Authors: Mainland, Geoffrey1 mainland@drexel.edu, Leshchinskiy, Roman rleshchinskiy@gmail.com, Peyton Jones, Simon2 simonpj@microsoft.com
Source: Communications of the ACM. May2017, Vol. 60 Issue 5, p83-91. 9p. 2 Charts, 2 Graphs.
Subjects: Haskell (Computer program language), Computer programming, Array processing, Unicode (Computer character set), Vector processing (Computer science), SIMD (Computer architecture)

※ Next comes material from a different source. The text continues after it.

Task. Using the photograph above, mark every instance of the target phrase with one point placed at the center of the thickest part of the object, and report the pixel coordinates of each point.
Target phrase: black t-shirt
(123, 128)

Abstract: Ideally, a program written as a composition of concise, self-contained components should perform as well as the equivalent hand-written version where the functionality of what was many components has been manually combined into a monolithic implementation. That is, programmers should not have to sacrifice code clarity or good software engineering practices to obtain performance--we want compositionality without a performance penalty. This work shows how to attain this goal for high-level Haskell in the domain of sequence-processing functions, which includes applications such as array processing. Prior work on stream fusion3 shows how to automatically transform some high-level sequence-processing functions into efficient implementations. It has been used to great effect in Haskell libraries for manipulating byte arrays, Unicode text, and unboxed vectors. However some operations, like vector append, do not perform well within the stream fusion framework. Others, like SIMD computation using the SSE and AVX instructions available on modern x86 chips, do not seem to fit in the stream fusion framework at all. We describe generalized stream fusion, which solves these issues through a careful choice of stream representation. Benchmarks show that high-level Haskell code written using our compiler and libraries can produce code that is faster than both compiler- and hand-vectorized C. [ABSTRACT FROM AUTHOR]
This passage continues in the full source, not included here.